Ärger mit der Miete gab es nie. Er hatte bei seiner Bank einen
Dauerauftrag laufen, so daß die Zahlungen regelmäßig
erfolgten.
    Eines Nachts – ich erinnere mich noch wie heute – kehrte
er wieder mal aus der Ferne zurück. Er klingelte mich aus dem
Bett, war außer Atem, sehr blaß, wirkte krank und
erschöpft. Er entschuldigte sich, daß er mich geweckt
hatte, aber er könne seine Schlüssel nicht mehr finden und
müsse sie wohl verloren haben… Er hatte nur wenig
Gepäck dabei. Das Haar hing ihm in die Stirn, und seine
Hände zitterten, als er einen Nachschlüssel
entgegennahm.
    Ich hatte Metier noch nie in einem solchen Aufzug gesehen und
fragte ihn, ob es einen bestimmten Grund gäbe, weshalb er so
aufgeregt sei.
    ›Oh ja‹, antwortete er mir da. ›Diesen Grund gibt
es…‹ Ich höre die Worte noch heute, denn ich habe sie
bestimmt zwanzigmal der Polizei gegenüber wiederholt, nachdem es
passiert war.
    ›Der Skorpion-Gott, Madame‹, flüsterte er mir zu.
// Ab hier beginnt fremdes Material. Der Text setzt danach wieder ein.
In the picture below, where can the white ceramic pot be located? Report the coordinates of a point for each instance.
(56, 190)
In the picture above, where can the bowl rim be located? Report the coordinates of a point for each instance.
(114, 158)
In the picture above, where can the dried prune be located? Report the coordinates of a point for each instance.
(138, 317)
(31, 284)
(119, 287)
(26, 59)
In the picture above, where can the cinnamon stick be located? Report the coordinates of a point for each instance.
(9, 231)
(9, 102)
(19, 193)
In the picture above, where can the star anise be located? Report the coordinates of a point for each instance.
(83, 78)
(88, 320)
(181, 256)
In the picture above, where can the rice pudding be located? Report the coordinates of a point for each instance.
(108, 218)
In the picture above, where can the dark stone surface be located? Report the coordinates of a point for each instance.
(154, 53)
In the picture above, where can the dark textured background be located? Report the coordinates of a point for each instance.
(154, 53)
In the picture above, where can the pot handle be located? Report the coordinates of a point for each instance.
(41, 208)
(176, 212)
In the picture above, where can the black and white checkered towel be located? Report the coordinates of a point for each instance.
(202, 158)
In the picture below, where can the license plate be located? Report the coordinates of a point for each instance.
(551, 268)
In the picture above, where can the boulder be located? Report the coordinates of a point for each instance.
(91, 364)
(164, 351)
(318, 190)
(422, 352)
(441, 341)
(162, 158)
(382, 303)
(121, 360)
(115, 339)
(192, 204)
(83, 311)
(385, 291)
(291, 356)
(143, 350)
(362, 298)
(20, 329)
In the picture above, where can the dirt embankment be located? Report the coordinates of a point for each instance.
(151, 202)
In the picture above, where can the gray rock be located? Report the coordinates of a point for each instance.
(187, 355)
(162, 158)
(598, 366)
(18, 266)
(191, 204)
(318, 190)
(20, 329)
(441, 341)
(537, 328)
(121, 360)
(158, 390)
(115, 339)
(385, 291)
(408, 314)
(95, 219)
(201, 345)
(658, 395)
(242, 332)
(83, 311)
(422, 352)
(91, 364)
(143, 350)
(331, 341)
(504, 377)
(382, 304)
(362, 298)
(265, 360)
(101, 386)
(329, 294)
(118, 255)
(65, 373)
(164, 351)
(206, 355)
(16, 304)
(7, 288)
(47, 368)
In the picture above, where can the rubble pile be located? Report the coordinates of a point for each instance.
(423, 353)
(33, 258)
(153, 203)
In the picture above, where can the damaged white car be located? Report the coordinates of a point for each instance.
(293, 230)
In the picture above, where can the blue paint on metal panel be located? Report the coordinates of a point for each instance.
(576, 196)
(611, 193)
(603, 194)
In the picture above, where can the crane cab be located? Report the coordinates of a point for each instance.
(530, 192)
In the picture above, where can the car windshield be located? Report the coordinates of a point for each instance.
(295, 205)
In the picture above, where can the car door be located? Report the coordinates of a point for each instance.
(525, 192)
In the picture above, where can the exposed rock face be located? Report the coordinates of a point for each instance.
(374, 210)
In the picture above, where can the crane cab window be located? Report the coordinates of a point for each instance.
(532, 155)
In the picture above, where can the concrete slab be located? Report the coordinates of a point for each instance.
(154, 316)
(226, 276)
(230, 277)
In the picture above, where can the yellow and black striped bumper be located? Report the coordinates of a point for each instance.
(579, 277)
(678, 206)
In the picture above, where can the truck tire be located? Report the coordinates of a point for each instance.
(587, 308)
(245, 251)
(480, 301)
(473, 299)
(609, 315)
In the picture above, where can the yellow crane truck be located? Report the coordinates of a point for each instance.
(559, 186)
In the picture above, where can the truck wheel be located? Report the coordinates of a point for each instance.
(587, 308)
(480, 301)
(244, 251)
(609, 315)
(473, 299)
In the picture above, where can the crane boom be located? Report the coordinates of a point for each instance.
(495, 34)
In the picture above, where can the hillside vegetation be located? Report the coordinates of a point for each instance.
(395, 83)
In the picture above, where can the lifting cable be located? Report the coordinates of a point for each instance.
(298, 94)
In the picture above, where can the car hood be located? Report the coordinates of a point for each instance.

›Es gibt ihn wirklich… Ich habe ihn gesehen – und
jetzt ist er hinter mir her…‹
    In jener Nacht glaubte ich noch an einen Scherz. Metier hatte
öfter so komische Bemerkungen gemacht.
    Ich wollte ihn bei Gelegenheit fragen, was er mit seinen Worten
eigentlich zu sagen beabsichtigte.
    Aber dazu kam es nie mehr.
    Am nächsten Morgen – war Monsieur Metier tot.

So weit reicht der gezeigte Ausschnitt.